Worse yet, unemployment rates are not projected to return to pre-recession levels until 2016. So while the latest unemployment numbers are certainly moving in the right direction, we truly have our work cut out for us if we are to create the 285,000 jobs every month for five straight years needed to return to a more manageable unemployment rate of 5 percent.
To achieve consistent and more robust levels of job creation, it is incumbent upon Congress to ensure the economic climate is ripe for economic growth. That means providing tax, regulatory and fiscal certainty at the federal level.
As part of this solution, I introduced, the Small Business Regulatory Freedom Act of 2011 (S. 474) with Senator Tom Coburn (R-Oklahoma) on March 3. This legislation will free American small business from duplicative and burdensome federal regulations that prevents them from doing what they do best: creating new jobs.
According to the Small Business Administration’s Office of Advocacy, the annual cost of regulations is a staggering $1.75 trillion—that’s right, trillion. Small businesses face a disproportionate burden, paying nearly $10,585 per employee to comply with federal regulations, which is nearly 36 percent higher than what larger firms pay.
Our bill will change this. Specifically, our legislation will force federal agencies to recognize and take into account the diversity of America’s almost 28 million small businesses and their limited ability to cope with far-reaching, one-size-fits-all regulation. Our aim is to promote smarter regulation that fully considers the potential economic impact on small businesses and job creators before proceeding with further action and to mitigate small business impact through less burdensome regulatory alternatives.
Since 1980, the Regulatory Flexibility Act (RFA) has mandated that federal agencies take into account small business economic impact during the rulemaking process. Unfortunately this law is riddled with loopholes that dilute this significance of these critical issues.
The Small Business Regulatory Freedom Act will strengthen the RFA and close these loopholes by implementing several common-sense reforms, such as requiring agencies to convene a small business review panel to ensure that federal agencies consider small business economic impact before proposing new rules. This process is already in succeeding at the Environmental Protection Agency (EPA), Occupational Safety and Health Administration (OSHA), and the new Consumer Financial Protection Bureau (CFPB). So why not expand it to all agencies?
Moreover, our legislation would require federal agencies to review the potential “indirect” economic effects of their rulemakings. Frequently, when considering the economic impact of a rule, regulators only acknowledge the entities directly impacted by the rule and completely ignore the potential downstream impact the rule may have on small businesses.

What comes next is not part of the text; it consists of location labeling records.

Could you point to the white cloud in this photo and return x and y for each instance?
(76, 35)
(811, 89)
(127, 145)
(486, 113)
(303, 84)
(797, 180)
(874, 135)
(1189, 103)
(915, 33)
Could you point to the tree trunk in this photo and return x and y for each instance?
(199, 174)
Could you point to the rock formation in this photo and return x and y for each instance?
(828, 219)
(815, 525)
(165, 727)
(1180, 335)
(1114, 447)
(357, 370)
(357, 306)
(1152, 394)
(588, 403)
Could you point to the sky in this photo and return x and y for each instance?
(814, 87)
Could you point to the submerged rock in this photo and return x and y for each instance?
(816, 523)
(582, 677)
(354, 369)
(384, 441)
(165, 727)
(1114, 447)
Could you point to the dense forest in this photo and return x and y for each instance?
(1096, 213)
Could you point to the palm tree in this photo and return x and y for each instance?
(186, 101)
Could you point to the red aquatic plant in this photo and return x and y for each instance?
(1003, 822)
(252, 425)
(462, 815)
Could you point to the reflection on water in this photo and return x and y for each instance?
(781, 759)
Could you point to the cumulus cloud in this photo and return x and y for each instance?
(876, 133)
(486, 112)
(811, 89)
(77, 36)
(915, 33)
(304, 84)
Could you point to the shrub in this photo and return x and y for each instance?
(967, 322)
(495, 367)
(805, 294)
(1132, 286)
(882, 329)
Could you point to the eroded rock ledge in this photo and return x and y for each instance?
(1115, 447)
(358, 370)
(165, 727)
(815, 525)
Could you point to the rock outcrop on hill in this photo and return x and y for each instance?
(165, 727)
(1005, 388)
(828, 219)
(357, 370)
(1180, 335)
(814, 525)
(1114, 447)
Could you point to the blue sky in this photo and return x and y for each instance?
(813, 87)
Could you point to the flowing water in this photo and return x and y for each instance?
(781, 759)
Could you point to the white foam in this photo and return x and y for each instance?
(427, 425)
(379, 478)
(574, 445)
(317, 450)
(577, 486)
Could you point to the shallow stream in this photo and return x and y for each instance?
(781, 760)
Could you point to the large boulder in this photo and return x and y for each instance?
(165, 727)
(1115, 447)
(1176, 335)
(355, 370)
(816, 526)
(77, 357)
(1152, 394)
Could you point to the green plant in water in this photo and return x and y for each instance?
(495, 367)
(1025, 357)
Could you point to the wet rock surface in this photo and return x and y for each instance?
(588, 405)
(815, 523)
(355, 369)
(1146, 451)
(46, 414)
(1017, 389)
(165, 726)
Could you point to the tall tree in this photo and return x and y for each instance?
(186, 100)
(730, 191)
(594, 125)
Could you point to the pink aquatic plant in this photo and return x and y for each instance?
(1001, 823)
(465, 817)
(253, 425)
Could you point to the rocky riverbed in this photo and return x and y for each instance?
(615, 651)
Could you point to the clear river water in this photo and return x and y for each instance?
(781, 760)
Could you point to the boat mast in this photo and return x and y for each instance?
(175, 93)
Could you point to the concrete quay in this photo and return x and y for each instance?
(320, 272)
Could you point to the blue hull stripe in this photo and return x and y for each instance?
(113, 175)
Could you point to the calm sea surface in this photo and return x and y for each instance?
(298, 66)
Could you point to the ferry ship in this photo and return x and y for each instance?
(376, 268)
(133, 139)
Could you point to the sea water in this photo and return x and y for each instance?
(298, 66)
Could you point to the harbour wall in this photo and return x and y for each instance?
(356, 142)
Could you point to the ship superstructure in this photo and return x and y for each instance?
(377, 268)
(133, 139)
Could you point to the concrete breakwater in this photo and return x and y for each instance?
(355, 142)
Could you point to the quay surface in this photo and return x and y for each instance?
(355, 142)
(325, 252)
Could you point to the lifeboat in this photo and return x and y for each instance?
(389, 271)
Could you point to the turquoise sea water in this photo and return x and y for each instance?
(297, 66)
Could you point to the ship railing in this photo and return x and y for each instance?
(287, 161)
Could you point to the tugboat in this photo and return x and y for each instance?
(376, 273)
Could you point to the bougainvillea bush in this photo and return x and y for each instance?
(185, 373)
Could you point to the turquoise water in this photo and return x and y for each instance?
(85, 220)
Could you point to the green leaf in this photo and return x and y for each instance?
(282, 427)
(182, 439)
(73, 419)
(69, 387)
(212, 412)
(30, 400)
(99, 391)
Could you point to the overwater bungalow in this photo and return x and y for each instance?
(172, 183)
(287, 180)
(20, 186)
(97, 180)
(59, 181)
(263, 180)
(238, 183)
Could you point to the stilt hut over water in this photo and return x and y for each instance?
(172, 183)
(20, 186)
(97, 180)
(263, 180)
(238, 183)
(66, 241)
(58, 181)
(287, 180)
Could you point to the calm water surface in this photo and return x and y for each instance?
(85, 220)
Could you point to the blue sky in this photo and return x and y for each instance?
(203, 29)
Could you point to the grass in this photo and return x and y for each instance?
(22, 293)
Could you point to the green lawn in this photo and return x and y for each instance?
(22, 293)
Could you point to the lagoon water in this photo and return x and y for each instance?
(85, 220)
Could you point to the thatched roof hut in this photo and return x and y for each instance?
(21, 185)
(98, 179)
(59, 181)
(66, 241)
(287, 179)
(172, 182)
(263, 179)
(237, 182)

For example, shutting down a steel mill may appear to affect only those working in the mill. But in reality entire communities filled with restaurants and shops could be severely affected. These concerns must be addressed when federal agencies draft new rules, which is precisely what our legislation achieves.
These reforms, among others, will ensure that Maine small businesses are properly considered as federal agencies draft new rules. While certain regulations, such as key environmental and consumer protections are essential, it is critical that these rules be constructed in such a manner as to promote small business prosperity.